Stories of medical discoveries often don’t travel in straight line from breakthrough to lifesaving impact. And Karikó’s story is no different. Karikó’s work lost momentum when her boss left academia for a biotech firm. She no longer had a lab or financial support for her work; although she applied for grant after grant, every application was rejected. In 1995, she he had a cancer scare, she was taken off the tenure track at work, and her husband was stuck in Hungary because of a problem with his visa. But Karikó was undeterred.
Then in 1997, she began working with Drew Weissman, a new colleague who came to the University of Pennsylvania with a promising background: He had done a fellowship at NIH under the supervision of Tony Fauci, and he was interested in using Karikó’s work on mRNA to develop vaccines.
Together Karikó and Weissman kept pursuing the idea of working with mRNA that had been engineered in a lab. But they still had to get more mRNA past the cell’s defense systems, a problem that other scientists helped solve. In 1999, a cancer researcher named Pieter Cullis and his colleagues proposed that lipids—basically, tiny bits of fat—could be used to encase and protect a more delicate molecule, such as mRNA. Six years later, working with Cullis, biochemist Ian MacLachlan did it for the first time. The lipid nanoparticles he developed paved the way for the first mRNA vaccines.
As late as 2010, hardly anyone in the federal government or private industry was interested in trying to make vaccines using mRNA. Major pharmaceutical companies had tried and failed, and some scientists felt that mRNA would never trigger enough of a response in the body. But an official at DARPA, the little-known research program for the U.S. military, saw enough promise in the technology that he started funding mRNA vaccines for infectious diseases.
As pioneering as this work was, it didn’t lead immediately to new vaccines. Accomplishing that would be the task of companies dedicated to translating the breakthrough into a product that could be approved and sold; the U.S.-based Moderna and Germany-based CureVac and BioNTech were founded to do just that.
In 2014, Karikó joined BioNTech, which was working on an mRNA vaccine for cancer.
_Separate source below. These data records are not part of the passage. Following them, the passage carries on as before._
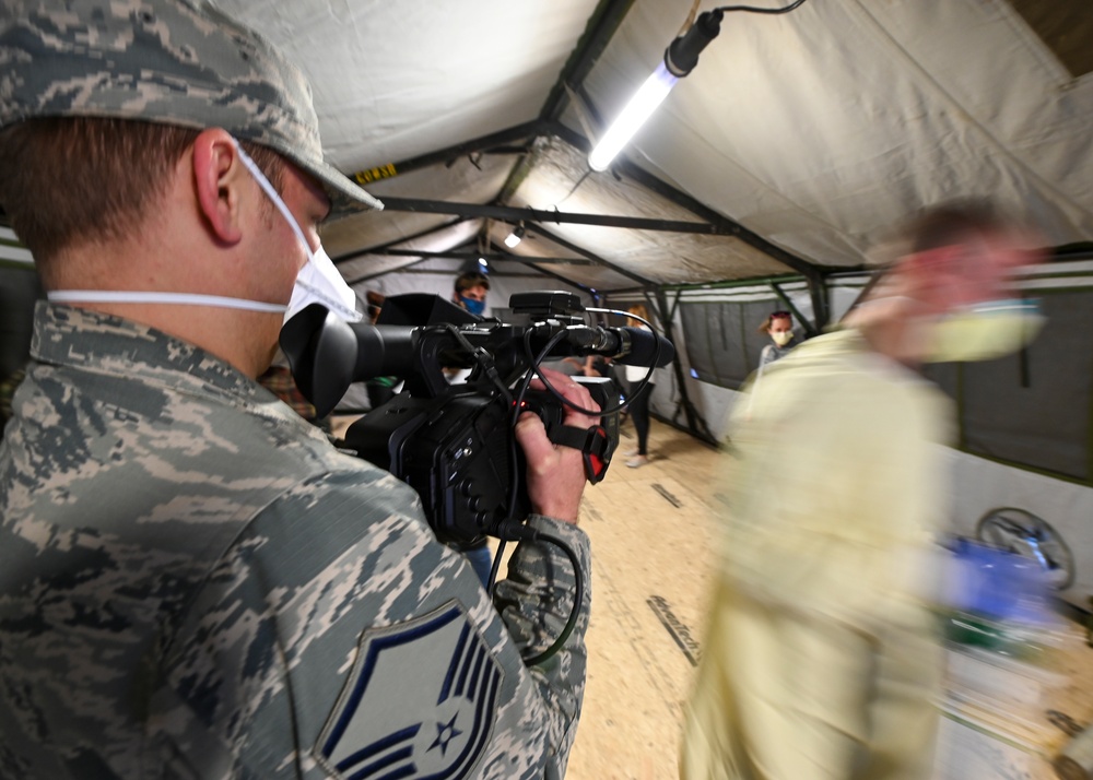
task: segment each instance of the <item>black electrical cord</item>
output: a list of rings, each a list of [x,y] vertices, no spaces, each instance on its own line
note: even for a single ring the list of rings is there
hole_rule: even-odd
[[[721,13],[728,13],[729,11],[748,11],[749,13],[789,13],[798,5],[802,4],[804,0],[797,0],[797,2],[786,5],[785,8],[755,8],[754,5],[721,5],[720,8],[715,8],[715,11],[720,11]]]
[[[569,610],[569,616],[566,618],[565,626],[562,628],[562,631],[557,635],[557,639],[555,639],[554,642],[541,653],[524,659],[525,666],[533,666],[534,664],[542,663],[557,653],[557,651],[562,649],[562,646],[565,645],[565,641],[569,638],[569,635],[573,634],[573,629],[577,625],[577,617],[580,614],[580,603],[585,599],[585,575],[580,570],[580,559],[577,557],[577,553],[574,552],[573,547],[557,536],[552,536],[549,533],[540,533],[532,528],[512,521],[505,522],[500,530],[506,536],[525,542],[549,542],[561,548],[573,564],[573,608]]]
[[[649,322],[646,319],[643,319],[642,317],[633,315],[633,314],[631,314],[628,311],[619,311],[616,309],[588,309],[588,311],[597,311],[597,312],[603,312],[603,314],[615,314],[615,315],[620,315],[620,316],[623,316],[623,317],[630,317],[632,319],[636,319],[639,322],[644,323],[650,331],[653,330],[653,323],[651,322]],[[554,388],[554,386],[552,386],[550,383],[550,380],[546,379],[545,376],[543,376],[542,370],[540,368],[540,365],[542,364],[543,359],[545,359],[545,357],[550,354],[551,350],[553,350],[555,346],[557,346],[557,344],[564,338],[565,338],[565,331],[564,330],[559,331],[557,333],[554,334],[553,338],[550,339],[550,341],[546,342],[546,344],[543,346],[543,348],[540,350],[539,354],[534,355],[531,352],[531,331],[527,331],[524,334],[524,351],[525,351],[525,355],[527,356],[528,362],[529,362],[529,364],[531,366],[531,370],[528,371],[525,375],[524,380],[520,382],[519,389],[516,391],[515,398],[513,398],[513,400],[512,400],[512,403],[513,403],[512,426],[513,427],[516,426],[517,421],[519,421],[519,418],[520,418],[520,414],[524,411],[524,398],[525,398],[525,395],[527,395],[528,389],[531,386],[531,380],[536,376],[539,377],[539,379],[543,382],[543,386],[546,387],[550,390],[550,392],[553,393],[553,395],[555,398],[557,398],[559,401],[561,401],[564,405],[568,406],[569,409],[573,409],[576,412],[579,412],[581,414],[587,414],[589,416],[599,416],[601,414],[611,414],[613,412],[616,412],[616,411],[619,411],[621,409],[626,407],[630,404],[628,401],[623,401],[622,403],[619,403],[615,406],[611,406],[611,407],[609,407],[607,410],[600,410],[598,412],[595,411],[595,410],[590,410],[590,409],[584,409],[581,406],[578,406],[576,403],[573,403],[572,401],[569,401],[567,398],[565,398],[564,394],[562,394],[556,388]],[[660,358],[660,344],[658,342],[657,343],[657,351],[656,351],[656,354],[655,354],[655,357],[654,357],[654,361],[653,361],[653,365],[649,366],[648,374],[645,375],[645,378],[638,385],[638,388],[637,388],[638,392],[646,385],[648,385],[649,380],[653,378],[653,373],[656,369],[657,361],[659,358]],[[635,393],[631,393],[631,397],[633,398],[635,394],[636,394],[636,392]],[[512,397],[507,397],[507,398],[512,398]],[[506,398],[506,400],[507,400],[507,398]],[[509,462],[516,463],[517,462],[517,460],[516,460],[516,437],[510,437],[509,438],[509,448],[510,448],[510,451],[509,451],[510,460],[509,460]],[[584,601],[584,598],[585,598],[585,576],[584,576],[584,572],[580,570],[580,559],[577,557],[577,554],[576,554],[576,552],[574,552],[573,547],[571,547],[568,544],[566,544],[563,540],[559,539],[557,536],[552,536],[550,534],[540,533],[540,532],[536,531],[534,529],[529,529],[527,525],[522,524],[522,522],[516,521],[515,518],[513,517],[513,513],[516,510],[516,494],[517,494],[517,491],[519,488],[519,474],[518,474],[518,472],[517,472],[516,469],[513,469],[512,474],[509,474],[509,486],[508,487],[509,487],[509,489],[508,489],[508,516],[505,518],[505,520],[501,523],[501,527],[497,529],[497,536],[498,536],[498,539],[501,539],[501,545],[498,546],[497,554],[494,557],[493,566],[490,569],[490,581],[489,581],[489,583],[486,586],[486,591],[490,593],[490,596],[492,598],[493,594],[494,594],[494,591],[495,591],[495,588],[496,588],[496,582],[497,582],[497,574],[498,574],[498,570],[501,569],[502,554],[505,551],[506,543],[509,542],[509,541],[548,542],[550,544],[555,545],[563,553],[565,553],[566,556],[569,558],[569,562],[573,564],[573,574],[574,574],[574,601],[573,601],[573,608],[569,610],[569,616],[566,618],[565,626],[562,628],[561,634],[559,634],[559,636],[554,640],[554,642],[549,648],[546,648],[545,650],[543,650],[541,653],[538,653],[537,655],[532,655],[531,658],[527,658],[527,659],[524,660],[525,665],[530,666],[530,665],[534,665],[537,663],[542,663],[543,661],[545,661],[545,660],[550,659],[551,657],[553,657],[554,654],[556,654],[557,651],[561,650],[562,647],[565,645],[566,640],[569,638],[569,635],[573,634],[573,629],[577,625],[577,617],[580,614],[580,604],[581,604],[581,602]]]

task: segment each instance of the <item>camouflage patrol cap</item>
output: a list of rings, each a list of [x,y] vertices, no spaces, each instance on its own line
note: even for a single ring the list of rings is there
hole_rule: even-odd
[[[383,209],[324,161],[299,69],[207,0],[0,0],[0,128],[32,117],[224,128],[315,176],[331,215]]]

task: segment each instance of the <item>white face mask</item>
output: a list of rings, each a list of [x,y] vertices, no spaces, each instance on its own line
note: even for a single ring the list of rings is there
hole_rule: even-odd
[[[794,340],[794,331],[791,330],[772,331],[771,339],[773,339],[774,343],[777,344],[778,346],[785,346],[786,344],[788,344],[790,341]]]
[[[1044,327],[1035,300],[988,300],[930,326],[928,363],[992,361],[1027,346]]]
[[[234,141],[235,139],[233,139]],[[296,238],[304,246],[307,252],[307,264],[301,269],[296,276],[295,285],[292,289],[292,298],[287,306],[281,304],[269,304],[262,300],[249,300],[247,298],[233,298],[223,295],[202,295],[198,293],[158,293],[151,291],[105,291],[105,289],[55,289],[46,294],[46,297],[58,304],[184,304],[192,306],[215,306],[226,309],[246,309],[248,311],[261,311],[269,314],[284,314],[285,321],[297,311],[309,304],[322,304],[328,309],[337,314],[342,319],[350,322],[357,322],[363,319],[363,315],[356,310],[356,294],[345,284],[345,280],[338,273],[333,262],[327,256],[321,245],[314,252],[299,229],[295,217],[289,211],[289,206],[281,200],[281,196],[273,189],[261,168],[250,158],[238,141],[235,141],[235,149],[239,153],[239,159],[250,172],[250,175],[258,181],[258,186],[273,201],[273,205],[289,221],[289,225],[296,234]]]

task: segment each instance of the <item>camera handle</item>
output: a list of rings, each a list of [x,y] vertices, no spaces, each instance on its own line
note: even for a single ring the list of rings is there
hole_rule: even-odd
[[[611,439],[602,425],[578,428],[574,425],[546,425],[546,438],[560,447],[580,450],[585,461],[585,477],[596,484],[608,473],[611,462]]]

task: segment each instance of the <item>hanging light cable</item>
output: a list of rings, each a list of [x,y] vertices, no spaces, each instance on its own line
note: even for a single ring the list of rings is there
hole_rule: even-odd
[[[505,237],[505,246],[512,249],[522,240],[524,240],[524,223],[521,222],[519,225],[516,226],[515,231],[513,231]]]
[[[753,8],[751,5],[722,5],[712,11],[704,11],[691,25],[690,29],[677,37],[665,50],[665,58],[653,72],[642,88],[631,98],[626,107],[615,118],[588,155],[588,166],[592,170],[607,170],[611,161],[622,151],[634,133],[663,103],[675,83],[687,75],[698,63],[698,55],[709,45],[709,42],[721,32],[721,17],[728,11],[749,11],[751,13],[788,13],[803,3],[804,0],[785,8]]]

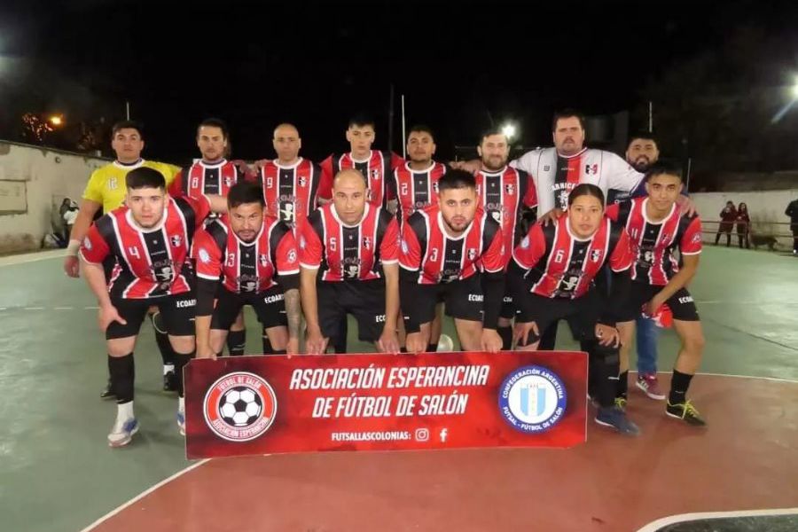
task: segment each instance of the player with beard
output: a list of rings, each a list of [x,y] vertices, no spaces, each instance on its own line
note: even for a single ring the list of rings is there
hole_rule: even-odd
[[[331,340],[335,345],[349,314],[357,320],[362,341],[374,342],[385,353],[399,351],[399,225],[367,197],[363,174],[341,170],[332,181],[332,201],[301,227],[308,353],[326,352]]]
[[[451,170],[438,181],[438,202],[402,227],[402,311],[407,350],[429,345],[435,305],[445,301],[465,351],[502,348],[497,323],[505,293],[501,225],[479,207],[473,176]]]
[[[299,227],[318,206],[321,169],[299,153],[302,139],[293,124],[282,123],[272,140],[277,159],[260,162],[258,181],[263,189],[266,214],[286,223],[297,235]],[[263,352],[271,353],[263,331]]]
[[[505,249],[511,250],[525,232],[523,222],[535,220],[537,207],[535,184],[526,172],[507,165],[510,145],[506,135],[499,129],[486,131],[480,140],[477,152],[481,158],[481,168],[475,176],[480,205],[494,220],[501,223]],[[505,262],[509,262],[512,258],[511,253],[505,254]],[[514,317],[515,305],[507,286],[497,329],[502,337],[503,349],[512,347],[511,320]]]
[[[226,197],[236,183],[246,177],[248,168],[226,159],[230,153],[230,131],[218,118],[207,118],[197,126],[197,147],[202,158],[184,168],[169,186],[169,194],[177,198],[215,194]],[[246,347],[244,313],[239,315],[227,335],[227,348],[231,356],[241,356]]]
[[[185,434],[183,368],[195,350],[196,299],[193,272],[187,268],[192,240],[210,214],[223,212],[216,198],[170,198],[158,170],[140,167],[126,176],[125,207],[99,218],[81,246],[83,275],[99,305],[99,325],[106,334],[111,382],[117,399],[116,421],[108,444],[130,442],[138,431],[133,412],[133,350],[147,309],[163,316],[175,351],[177,375],[177,426]],[[118,271],[106,286],[102,262],[114,255]]]
[[[424,125],[411,128],[407,136],[407,153],[410,160],[395,168],[387,182],[388,197],[395,198],[388,201],[388,210],[396,213],[402,224],[417,210],[438,201],[438,180],[446,174],[448,168],[446,165],[433,160],[435,149],[435,139],[431,129]],[[438,349],[442,318],[443,307],[439,304],[432,323],[427,351]]]
[[[227,215],[197,231],[192,250],[198,278],[197,356],[221,354],[244,305],[254,309],[275,352],[298,353],[301,307],[293,232],[265,215],[263,192],[254,184],[233,185],[227,205]]]
[[[124,203],[127,192],[125,176],[128,172],[140,167],[155,168],[163,174],[168,185],[180,171],[178,167],[170,164],[142,159],[141,153],[145,148],[145,141],[142,127],[138,122],[123,121],[113,124],[111,129],[111,147],[116,154],[116,160],[92,172],[83,192],[83,200],[81,202],[77,218],[72,226],[66,257],[64,259],[64,271],[71,278],[79,277],[78,250],[81,242],[89,232],[91,221],[100,213],[100,209],[104,214],[108,214]],[[106,283],[111,280],[115,265],[114,257],[109,255],[103,264]],[[150,314],[153,329],[155,332],[155,342],[158,344],[163,362],[163,390],[174,392],[177,389],[175,356],[162,320],[159,317],[157,313]],[[113,388],[109,378],[107,386],[100,393],[100,397],[111,399],[113,396]]]
[[[632,135],[626,148],[626,160],[641,173],[645,173],[651,165],[660,159],[660,150],[657,141],[650,132],[641,131]],[[644,177],[645,183],[645,177]],[[645,196],[645,190],[638,189],[636,196]],[[607,194],[607,205],[620,203],[630,198],[630,194],[621,191],[610,190]],[[638,333],[636,344],[638,348],[638,379],[636,386],[651,399],[662,401],[665,394],[660,388],[657,379],[657,338],[659,330],[655,322],[651,317],[642,314],[635,320]],[[627,379],[629,377],[629,353],[627,350],[621,352],[621,386],[619,387],[618,399],[621,403],[627,400]]]
[[[667,304],[681,348],[674,364],[666,413],[689,425],[704,426],[706,422],[686,398],[704,348],[700,318],[686,289],[698,270],[701,223],[694,215],[683,215],[677,207],[682,187],[681,168],[657,162],[646,173],[648,195],[611,206],[607,216],[626,228],[634,254],[630,297],[618,320],[622,353],[629,350],[634,320],[641,311],[655,316]],[[679,262],[674,257],[677,247]]]

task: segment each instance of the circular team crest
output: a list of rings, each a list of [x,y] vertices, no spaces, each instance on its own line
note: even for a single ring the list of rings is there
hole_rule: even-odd
[[[535,434],[549,430],[562,419],[567,403],[559,377],[538,365],[518,368],[499,387],[499,411],[512,428]]]
[[[202,402],[205,423],[228,442],[249,442],[274,422],[277,395],[264,379],[246,372],[218,379]]]

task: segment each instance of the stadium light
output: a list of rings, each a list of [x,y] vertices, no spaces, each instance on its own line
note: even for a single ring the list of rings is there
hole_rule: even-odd
[[[506,122],[502,126],[502,133],[507,137],[507,142],[512,142],[518,131],[516,130],[514,124]]]

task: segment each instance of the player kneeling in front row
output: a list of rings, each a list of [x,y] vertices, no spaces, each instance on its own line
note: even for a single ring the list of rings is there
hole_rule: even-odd
[[[591,357],[599,405],[596,422],[622,434],[639,434],[614,403],[620,372],[615,317],[628,292],[631,254],[622,226],[604,215],[601,189],[577,185],[568,196],[567,215],[546,226],[533,225],[512,259],[507,282],[520,309],[515,331],[519,348],[536,350],[541,332],[567,320]],[[605,264],[614,272],[609,301],[594,283]]]
[[[302,308],[309,354],[338,345],[352,314],[358,338],[386,353],[399,351],[399,226],[387,210],[366,200],[365,177],[341,170],[332,201],[308,216],[300,231]]]
[[[254,309],[275,352],[299,352],[301,307],[296,240],[285,223],[265,215],[264,205],[260,186],[238,183],[227,196],[228,214],[194,237],[199,358],[222,354],[244,305]]]
[[[687,388],[698,371],[704,348],[698,310],[685,286],[698,270],[701,223],[696,215],[683,215],[676,204],[682,191],[681,168],[667,162],[646,173],[648,196],[614,205],[607,215],[626,227],[633,255],[628,304],[619,319],[622,360],[629,359],[635,321],[642,312],[656,316],[662,305],[673,313],[673,326],[682,342],[670,381],[666,413],[689,425],[706,422],[687,400]],[[674,258],[678,246],[682,266]],[[628,365],[628,363],[625,364]],[[626,374],[621,375],[620,395],[625,396]]]
[[[99,325],[106,332],[108,368],[117,398],[116,422],[108,443],[129,443],[138,431],[133,413],[133,349],[150,306],[158,307],[175,350],[177,375],[177,425],[185,430],[183,367],[194,353],[196,300],[193,272],[186,258],[194,231],[223,201],[170,198],[163,175],[140,167],[128,173],[126,207],[111,211],[90,229],[81,246],[83,275],[99,303]],[[102,262],[116,256],[120,271],[106,287]]]
[[[399,264],[408,351],[426,350],[439,301],[455,318],[464,351],[502,348],[504,238],[501,225],[478,207],[473,175],[452,170],[441,177],[437,204],[402,227]]]

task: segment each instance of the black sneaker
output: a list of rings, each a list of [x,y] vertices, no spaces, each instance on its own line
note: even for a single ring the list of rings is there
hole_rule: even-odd
[[[175,372],[167,372],[163,374],[163,391],[177,391],[177,374]]]
[[[111,388],[111,380],[108,380],[108,384],[106,385],[106,389],[100,392],[100,399],[116,399],[116,394],[113,393],[113,389]]]
[[[670,401],[668,401],[665,413],[671,418],[681,419],[692,426],[706,426],[707,425],[707,422],[704,421],[704,419],[701,418],[701,415],[689,401],[677,403],[676,404],[671,404]]]

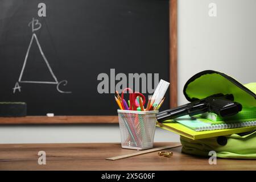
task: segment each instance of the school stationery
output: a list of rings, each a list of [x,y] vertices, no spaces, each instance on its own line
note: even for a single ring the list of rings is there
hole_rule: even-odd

Early efforts didn’t work, although a test of a rabies vaccine showed promise. Still, Karikó and her BioNTech colleagues persevered, as did scientists at Moderna. When COVID hit, they immediately set out to make a vaccine for the new virus. It was a good bet.
The notion that mapping a virus’s genome would allow you to create an mRNA vaccine in a matter of weeks proved to be exactly right. In March 2020, just six weeks after scientists sequenced the COVID virus’s genome, Moderna announced that it had identified an mRNA-based candidate and begun making it for clinical trials. On December 31, the mRNA vaccine made by BioNTech in partnership with Pfizer was approved for emergency use by the World Health Organization. When Karikó received the first dose of the vaccine she had done so much to create—a few days before it was officially approved—she wept.
For all her amazing foresight, I doubt even Dr. Karikó imagined that mRNA vaccines would one day play an essential role in ending a pandemic – and giving us a tool to prevent the next one. And to me, that’s the important lesson of her story: It’s impossible to predict exactly how breakthroughs will shape the future. That’s why it’s critical, if the science makes sense, that we should be willing to bet on crazy sounding ideas and the researchers like Dr. Kariko willing to fight tooth and nail to pursue them. They just might change the world.